Seoul - Den weltweiten Kunden des größten südkoreanischen Autobauers Hyundai drohen in Folge eines Streiks womöglich Lieferverzögerungen bei ihren neuen Pkw. Hyundai gab am Donnerstag in Seoul bekannt, dass der Export von insgesamt 81.000 Autos nach Nordamerika, Europa, Asien und den Nahen Osten gestoppt worden sei. Dies entspreche der Zahl der Autos, die normalerweise binnen 20 Tagen ausgeführt würden.

Grund dafür seien Produktionsausfälle wegen eines Streiks. Ein Hyundai-Sprecher verwies darauf, dass es auch in Übersee Auto-Lager des Unternehmens gebe, so dass nicht sofort mit Lieferverzögerungen zu rechnen sei. "Wenn dieser Streik aber weitergeht, müssen ausländische Kunden womöglich länger auf ihre Fahrzeuge warten."
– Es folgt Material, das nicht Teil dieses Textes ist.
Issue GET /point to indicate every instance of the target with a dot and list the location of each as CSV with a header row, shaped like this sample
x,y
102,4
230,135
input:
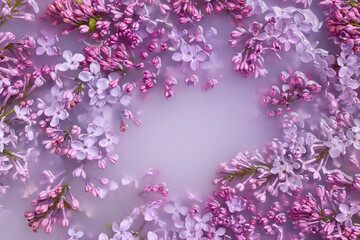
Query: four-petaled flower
x,y
86,148
72,61
346,214
57,113
192,54
46,45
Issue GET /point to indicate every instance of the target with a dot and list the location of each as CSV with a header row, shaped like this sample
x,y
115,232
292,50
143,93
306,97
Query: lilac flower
x,y
255,28
288,39
347,65
353,139
336,146
103,236
347,48
109,141
73,234
72,61
236,204
193,54
21,113
104,83
150,212
176,210
279,169
46,46
94,73
322,66
346,214
269,34
189,228
122,229
201,222
303,54
300,23
85,148
217,235
57,113
356,128
152,236
346,82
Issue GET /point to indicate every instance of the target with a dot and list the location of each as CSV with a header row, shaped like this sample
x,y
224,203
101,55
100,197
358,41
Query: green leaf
x,y
92,23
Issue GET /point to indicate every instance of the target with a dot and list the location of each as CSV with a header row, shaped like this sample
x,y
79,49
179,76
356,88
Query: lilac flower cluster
x,y
18,9
307,179
284,29
296,86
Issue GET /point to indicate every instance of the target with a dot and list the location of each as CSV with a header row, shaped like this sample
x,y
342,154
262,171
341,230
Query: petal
x,y
78,57
54,121
95,67
93,151
85,76
201,56
40,51
41,41
67,55
102,84
49,111
176,56
344,208
194,65
63,66
77,145
51,40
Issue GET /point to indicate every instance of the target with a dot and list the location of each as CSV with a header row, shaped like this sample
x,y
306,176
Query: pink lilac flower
x,y
346,214
46,45
72,61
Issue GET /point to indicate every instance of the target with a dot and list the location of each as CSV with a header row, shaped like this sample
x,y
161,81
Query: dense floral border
x,y
296,177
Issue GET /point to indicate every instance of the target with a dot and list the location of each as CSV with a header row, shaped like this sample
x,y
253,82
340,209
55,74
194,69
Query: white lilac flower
x,y
104,83
270,33
300,23
336,147
302,52
353,139
236,204
176,210
86,148
103,236
94,73
189,228
46,45
150,212
111,186
72,61
3,140
122,229
288,39
21,113
74,235
346,214
346,65
152,236
279,169
109,141
192,54
58,112
202,222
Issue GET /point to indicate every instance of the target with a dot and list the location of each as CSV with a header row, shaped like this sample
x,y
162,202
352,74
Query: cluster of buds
x,y
51,207
159,188
343,21
295,86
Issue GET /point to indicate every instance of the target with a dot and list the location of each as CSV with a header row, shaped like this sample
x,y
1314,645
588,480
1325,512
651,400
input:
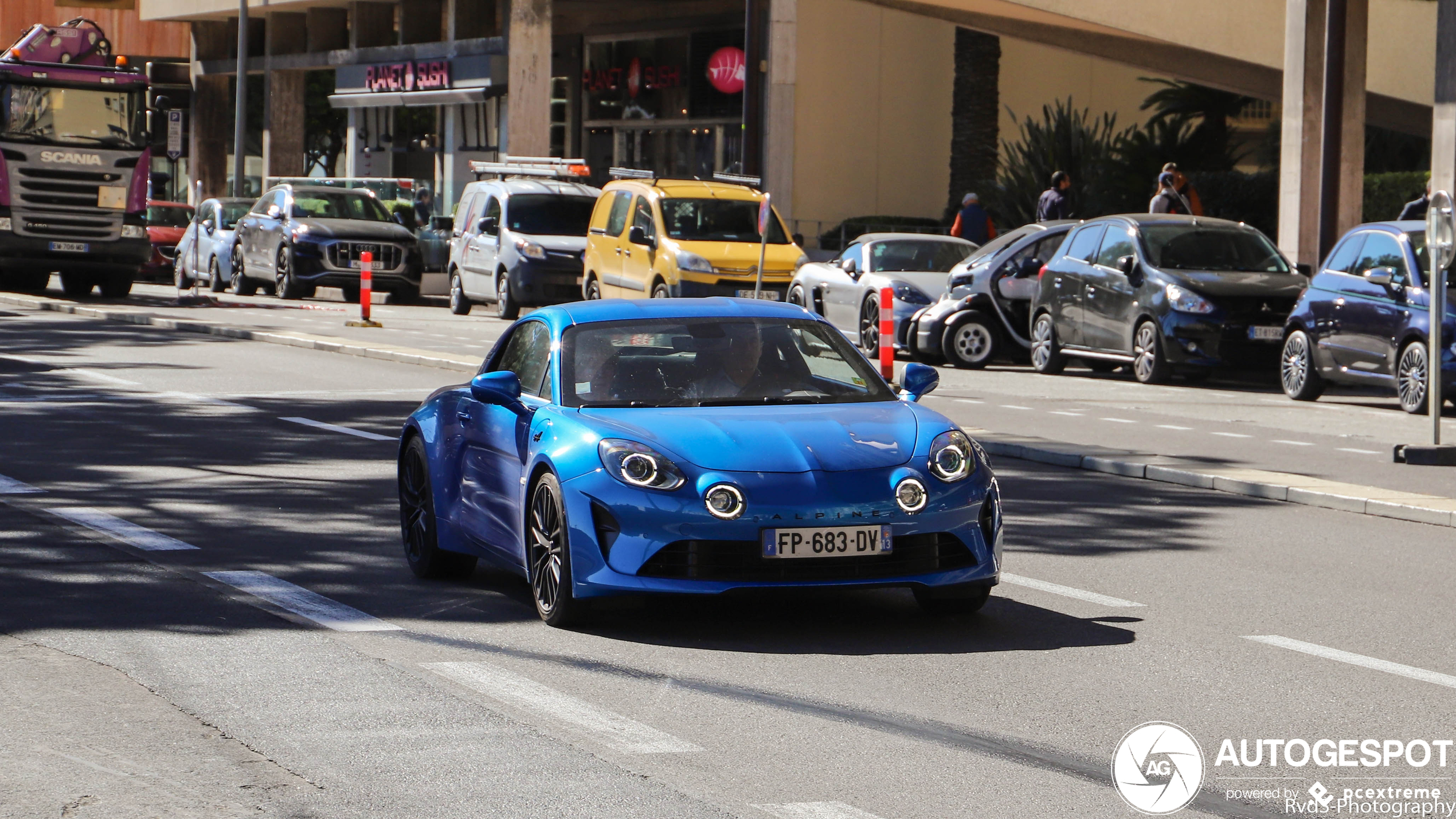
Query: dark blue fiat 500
x,y
1365,316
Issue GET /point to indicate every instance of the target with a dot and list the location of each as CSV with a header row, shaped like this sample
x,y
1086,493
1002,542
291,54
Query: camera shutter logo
x,y
1158,769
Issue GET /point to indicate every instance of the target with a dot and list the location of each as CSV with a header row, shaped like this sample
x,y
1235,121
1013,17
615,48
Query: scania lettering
x,y
73,162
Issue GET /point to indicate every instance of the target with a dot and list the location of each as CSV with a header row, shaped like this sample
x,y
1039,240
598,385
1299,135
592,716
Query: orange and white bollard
x,y
366,291
887,332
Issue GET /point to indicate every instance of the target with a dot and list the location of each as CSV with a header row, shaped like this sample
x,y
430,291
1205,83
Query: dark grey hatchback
x,y
1158,293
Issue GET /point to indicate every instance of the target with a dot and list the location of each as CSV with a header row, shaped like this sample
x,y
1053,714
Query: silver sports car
x,y
847,288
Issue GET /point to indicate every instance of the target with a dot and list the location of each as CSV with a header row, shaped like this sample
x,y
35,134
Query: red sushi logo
x,y
727,70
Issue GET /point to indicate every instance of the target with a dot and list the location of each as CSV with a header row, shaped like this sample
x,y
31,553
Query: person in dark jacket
x,y
973,223
1053,203
1417,209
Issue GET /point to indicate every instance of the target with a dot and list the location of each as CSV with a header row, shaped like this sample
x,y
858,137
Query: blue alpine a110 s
x,y
695,447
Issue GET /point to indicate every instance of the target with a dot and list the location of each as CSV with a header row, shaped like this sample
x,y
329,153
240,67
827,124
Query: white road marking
x,y
337,428
12,487
142,537
103,377
1068,591
1356,660
312,606
816,811
612,729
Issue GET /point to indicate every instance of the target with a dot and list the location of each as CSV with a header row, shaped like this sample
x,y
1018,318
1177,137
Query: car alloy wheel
x,y
1046,354
1410,377
1296,369
1149,364
870,328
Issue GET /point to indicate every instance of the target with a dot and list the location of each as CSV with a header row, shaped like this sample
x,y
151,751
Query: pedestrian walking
x,y
1053,203
973,223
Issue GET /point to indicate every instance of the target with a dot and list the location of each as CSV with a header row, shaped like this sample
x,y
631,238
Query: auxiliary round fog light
x,y
724,501
910,495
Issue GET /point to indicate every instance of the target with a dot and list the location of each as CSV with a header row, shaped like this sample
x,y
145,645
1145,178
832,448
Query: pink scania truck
x,y
73,163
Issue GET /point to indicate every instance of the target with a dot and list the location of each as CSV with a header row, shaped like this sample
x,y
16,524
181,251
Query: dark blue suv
x,y
1365,316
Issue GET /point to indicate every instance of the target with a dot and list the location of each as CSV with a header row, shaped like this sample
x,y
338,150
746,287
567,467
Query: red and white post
x,y
887,332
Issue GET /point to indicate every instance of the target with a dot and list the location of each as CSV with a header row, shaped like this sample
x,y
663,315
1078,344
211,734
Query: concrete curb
x,y
328,344
1253,483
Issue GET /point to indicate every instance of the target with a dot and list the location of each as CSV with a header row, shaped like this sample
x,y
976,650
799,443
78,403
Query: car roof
x,y
562,316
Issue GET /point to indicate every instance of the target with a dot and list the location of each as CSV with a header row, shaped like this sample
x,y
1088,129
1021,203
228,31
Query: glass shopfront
x,y
669,104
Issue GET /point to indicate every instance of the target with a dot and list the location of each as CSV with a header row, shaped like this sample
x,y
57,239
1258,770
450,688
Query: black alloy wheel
x,y
548,555
1296,369
1149,363
1410,377
459,301
214,277
417,521
870,328
506,304
973,341
1046,351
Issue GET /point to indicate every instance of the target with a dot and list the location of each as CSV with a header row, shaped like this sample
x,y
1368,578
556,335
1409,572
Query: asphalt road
x,y
138,684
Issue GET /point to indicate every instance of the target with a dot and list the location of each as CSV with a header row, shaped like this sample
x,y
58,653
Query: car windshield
x,y
233,211
72,117
916,255
546,214
1220,249
718,220
714,361
169,215
338,207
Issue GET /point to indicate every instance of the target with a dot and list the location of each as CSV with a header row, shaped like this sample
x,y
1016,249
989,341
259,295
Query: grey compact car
x,y
847,288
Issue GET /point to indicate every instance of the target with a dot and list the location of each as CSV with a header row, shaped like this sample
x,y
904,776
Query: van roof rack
x,y
551,168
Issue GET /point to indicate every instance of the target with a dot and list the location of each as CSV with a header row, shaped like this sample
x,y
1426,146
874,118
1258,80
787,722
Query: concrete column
x,y
529,85
1443,117
778,165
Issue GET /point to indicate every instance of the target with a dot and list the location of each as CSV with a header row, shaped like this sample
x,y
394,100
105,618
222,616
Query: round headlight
x,y
910,495
724,501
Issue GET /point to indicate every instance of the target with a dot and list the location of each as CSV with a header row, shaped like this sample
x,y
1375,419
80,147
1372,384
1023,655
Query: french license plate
x,y
766,294
827,542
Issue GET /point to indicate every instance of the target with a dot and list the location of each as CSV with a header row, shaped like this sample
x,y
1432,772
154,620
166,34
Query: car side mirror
x,y
919,380
1381,275
503,389
638,236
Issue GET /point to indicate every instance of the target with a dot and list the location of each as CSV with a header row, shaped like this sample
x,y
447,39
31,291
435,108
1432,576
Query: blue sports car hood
x,y
774,438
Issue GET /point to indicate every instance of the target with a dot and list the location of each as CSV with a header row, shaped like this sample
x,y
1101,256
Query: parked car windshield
x,y
1190,248
546,214
338,207
169,215
916,255
718,220
714,361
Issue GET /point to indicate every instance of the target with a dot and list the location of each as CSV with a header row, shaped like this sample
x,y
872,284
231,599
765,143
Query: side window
x,y
527,355
618,220
1116,245
1382,250
1085,244
1344,256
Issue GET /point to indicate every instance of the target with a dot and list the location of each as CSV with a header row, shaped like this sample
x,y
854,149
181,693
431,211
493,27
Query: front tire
x,y
972,342
1149,363
417,521
1046,351
549,556
1296,369
1410,377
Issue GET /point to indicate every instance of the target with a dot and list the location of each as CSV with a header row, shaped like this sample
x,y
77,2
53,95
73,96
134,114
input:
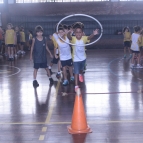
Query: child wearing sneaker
x,y
135,46
140,42
10,40
78,52
127,41
39,54
65,55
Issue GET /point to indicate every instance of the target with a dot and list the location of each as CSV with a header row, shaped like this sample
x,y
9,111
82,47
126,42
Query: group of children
x,y
134,43
12,41
71,58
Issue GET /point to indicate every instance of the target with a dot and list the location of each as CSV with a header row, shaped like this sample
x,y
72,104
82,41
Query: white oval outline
x,y
19,70
80,15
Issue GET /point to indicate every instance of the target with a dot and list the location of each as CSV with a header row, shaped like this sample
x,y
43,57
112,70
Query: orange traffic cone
x,y
79,123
Ein Teil der 40.000 Beschäftigten befindet sich seit dem 26. Juni im Ausstand; sie wollen 9,1 Prozent mehr Lohn sowie bessere Arbeitsbedingungen durchsetzen. Nach Angaben von Hyundai entsprechen die Produktionsausfälle bisher einem Wert von rund einer Milliarde Dollar (rund 800 Millionen Euro).

Lieferschwierigkeiten

In Folge des Streiks kann es auch in Österreich im August zu Lieferverzögerungen von rund einem Monat kommen. Betroffen seien zwei Modelle, welche, wollte das Unternehmen nicht bekannt geben. Das Modell "Santa Fe" sei jedenfalls in ausreichender Zahl vorhanden, hieß es am Donnerstag. (APA/AFP)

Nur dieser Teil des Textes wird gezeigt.